Edited by Ken Edwins and Allan Kolski Horwitz
Introduction by Botsotso founder Allan Kolski Horwitz
Providing incredible insight into the years of the nascent “Rainbow Nation”, this poetry anthology features contemporary, multilingual, and multicultural works from twelve South African poets of the Botsotso collective. Founded in South Africa in 1994, Botsotso is a magazine, publishing house, collective writing group, and poetry performance platform. This adventurous, interdisciplinary arts project is dedicated to showcasing of the vital role of poetry in South Africa’s freedom struggle and post-apartheid socio-political climate—never so apparent than in this evocative collection.
This anthology, which features several international debuts, includes poetry by Donald Parenzee, Makhosazana Xaba, Bongekile Mbanjwa, Vonani Bila, Kobus Moolman, Anet Kemp, Allan Kolski Horwitz, Ike Mboneni Muila, Lisemelo Tlale, Clinton du Plessis, Sumeera Dawood, and Siphiwe ka Ngwenya.
KEN EDWARDS was educated at King's College, London, and at Goldsmiths'. He has been involved in small-press publishing since 1973, when he started up the magazine Alembic with two other King's graduates, Robert Gavin Hampson and Peter Barry. During the same period, he set up Share Publications, which published a number of poetry pamphlets. In 1978 he moved to Lower Green Farm, outside Orpington, where he established an artists' commune and began Reality Studios, a magazine that helped introduce the L=A=N=G=U=A=G=E poets to a British readership. He was one of four co-editors of The New British Poetry (1988). With the poet Wendy Mulford, he set up the literary press Reality Street in 1993 - she withdrew from the project in 1998, and Edwards continued to run the press on his own.

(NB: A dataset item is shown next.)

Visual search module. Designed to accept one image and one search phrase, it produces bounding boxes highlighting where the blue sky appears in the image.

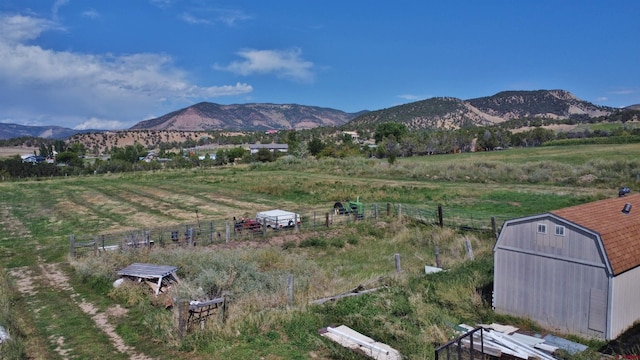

ALLAN KOLSKI HORWITZ was born and raised in South Africa. In his twenties, he moved between the Middle East, Europe, and North America, before returning to live in Johannesburg in 1986. Since then, he has worked as an organizer and educator in the South African trade union and social housing movements. His short fiction has been published in three collections: Un/common Ground, Out of the Wreckage, and Meditations of a Non-White White. He has received the Olive Schreiner Prize for Poetry and was shortlisted for the Caine Prize for African Short Fiction.